I heard this and instantly liked it!


----------



## ComposerOfAvantGarde (Dec 2, 2011)

Is that you? It looks rather like the person in your avatar.


----------



## jani (Jun 15, 2012)

ComposerOfAvantGarde said:


> Is that you? It looks rather like the person in your avatar.


No, i took my avatar pic with my bad PC webcam. + added whack y effects

Also i am a lot younger ( 19)


----------



## Ukko (Jun 4, 2010)

My keen detective work has lead me to the conclusion that you mean a Capella.


----------



## StlukesguildOhio (Dec 25, 2006)

Astounding Holmes!!


----------



## Jeremy Marchant (Mar 11, 2010)

Hilltroll72 said:


> My keen detective work has lead me to the conclusion that you mean a Capella.

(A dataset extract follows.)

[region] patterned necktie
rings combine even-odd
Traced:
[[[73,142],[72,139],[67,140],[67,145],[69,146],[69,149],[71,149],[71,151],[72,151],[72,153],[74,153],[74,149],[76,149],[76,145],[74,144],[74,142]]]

No, I think it means "best capella cats".


----------



## LordBlackudder (Nov 13, 2010)




----------



## cwarchc (Apr 28, 2012)

What no Flying Pickets?


----------



## SONNET CLV (May 31, 2014)

I have a fondness for this:









Pink Floyd's complete _Dark Side of the Moon _done a cappella.

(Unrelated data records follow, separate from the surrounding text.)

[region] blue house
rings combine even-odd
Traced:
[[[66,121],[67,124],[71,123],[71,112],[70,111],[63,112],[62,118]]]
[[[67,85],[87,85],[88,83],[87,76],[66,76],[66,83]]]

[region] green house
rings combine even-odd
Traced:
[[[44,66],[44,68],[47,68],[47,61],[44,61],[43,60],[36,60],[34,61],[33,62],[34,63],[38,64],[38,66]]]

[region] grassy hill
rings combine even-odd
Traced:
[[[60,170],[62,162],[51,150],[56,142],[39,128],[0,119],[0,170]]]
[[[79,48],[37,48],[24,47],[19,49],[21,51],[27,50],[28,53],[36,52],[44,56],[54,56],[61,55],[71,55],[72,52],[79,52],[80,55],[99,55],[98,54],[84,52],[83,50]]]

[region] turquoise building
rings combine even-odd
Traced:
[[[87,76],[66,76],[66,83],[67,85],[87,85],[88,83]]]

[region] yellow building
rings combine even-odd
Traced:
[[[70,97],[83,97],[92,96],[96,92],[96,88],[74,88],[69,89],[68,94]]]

VOCOMOTION Records (837101114745), 2005

Album Notes

_Dark Side of the Moon A Cappella_ is an all-vocal version of Pink Floyd's magnum opus "Dark Side of the Moon." No instruments were used in the recording of this unique version of the album. Eight singers and one "vocal percussionist" (similar to a beatboxer) recreate the original work in its entirety.

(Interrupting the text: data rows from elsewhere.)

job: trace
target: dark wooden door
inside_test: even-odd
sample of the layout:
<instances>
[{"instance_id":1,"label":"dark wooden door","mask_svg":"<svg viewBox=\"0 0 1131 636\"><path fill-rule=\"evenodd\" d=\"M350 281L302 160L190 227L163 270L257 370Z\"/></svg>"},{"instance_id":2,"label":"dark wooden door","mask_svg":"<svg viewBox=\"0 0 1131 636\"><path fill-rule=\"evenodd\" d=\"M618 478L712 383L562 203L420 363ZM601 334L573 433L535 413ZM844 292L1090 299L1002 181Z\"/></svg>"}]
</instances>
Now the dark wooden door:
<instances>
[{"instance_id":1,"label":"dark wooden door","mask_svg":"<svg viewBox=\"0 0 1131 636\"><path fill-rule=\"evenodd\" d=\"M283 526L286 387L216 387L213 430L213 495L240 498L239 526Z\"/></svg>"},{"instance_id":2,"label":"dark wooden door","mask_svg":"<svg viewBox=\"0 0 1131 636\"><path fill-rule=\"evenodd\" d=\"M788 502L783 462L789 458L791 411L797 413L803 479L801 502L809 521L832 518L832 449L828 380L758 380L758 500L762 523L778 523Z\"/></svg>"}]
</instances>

The album was recorded in High Definition, without breaks between the tracks (as in the original), and is as close to the original in timing as possible, thus preserving its "Wizard of Oz Compatibility." Produced and mixed by the renowned a cappella Producer, Freddie Feldman, and mastered by Grammy-winning engineer Doug Sax, this recording breaks new ground in both the worlds of a cappella and rock.

Singers: Stephanie Lewin, Jennifer Feucht, Melissa Smithson, Jon Krivitzky, Michael Mahler, Chris Feucht, Alan Schmuckler, Dan Riley, and Freddie Feldman. Music arranged by: Jon Krivitzky.

Nominated for Best Album, Contemporary A Cappella Recording Award (CARA) 2006.

By the way ... the term "a cappella" is from the Italian for "as in the church" or "in the manner of the chapel", referring to the old Italian Catholic Church tradition of using only voices (and no instruments) for singing hymns during services.


----------